Oscar Magallanes was inspired by Century City’s history in the motion pictures industry. Their design for the station artwork weaves together a narrative of stories told through film and the complex histories of the communities surrounding the future station. The design includes references to Mid-century modernism, Mexican muralism, Pre-Columbian geometric forms, movie posters of the ’50s and ’60s, historical records from the history of the Service Employees International Union (SEIU), astronomy (nodding to the play on stars and celebrities in Century City street names), and a train in rapid motion. Magallanes combines motifs, colors, and references within the framework of film to capture the passage of time from past to present and sunrise to sunset.

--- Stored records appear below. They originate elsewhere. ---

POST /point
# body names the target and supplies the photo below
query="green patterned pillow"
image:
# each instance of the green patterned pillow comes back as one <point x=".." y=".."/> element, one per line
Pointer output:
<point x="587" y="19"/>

“Just as many riders will have vastly different backgrounds and histories, we can start to weave those histories together when we take an expansive, nonlinear view of history and time. Through representations of cycles and their acceleration through time and space, the work seeks to connect the past, present, and the foreseeable future.”
About the Artist
OSCAR MAGALLANES (b. 1976, Duarte, California) makes paintings, prints, sculptures, and videos that are often autobiographical to address systemic racism while often incorporating elements of their Chicano identity and upbringing in the Azusa barrio east of Los Angeles. Magallanes earned a Bachelor of Arts from the University of California, Los Angeles (UCLA) in 2017 and a Master of Fine Arts from the University of California, San Diego (UCSD) in 2021. Their work has been exhibited throughout the United States and Mexico and is in the collections of the Museum of Latin American Art (MOLAA), Long Beach, California; National Museum of Mexican Art, Chicago; San Antonio Museum of Art; and La Salle University Art Museum, Philadelphia, among other institutions. In addition to their solo practice, Magallanes is a founding member of the 3B Art Collective, which has produced public art projects throughout California, Texas, and Mexico.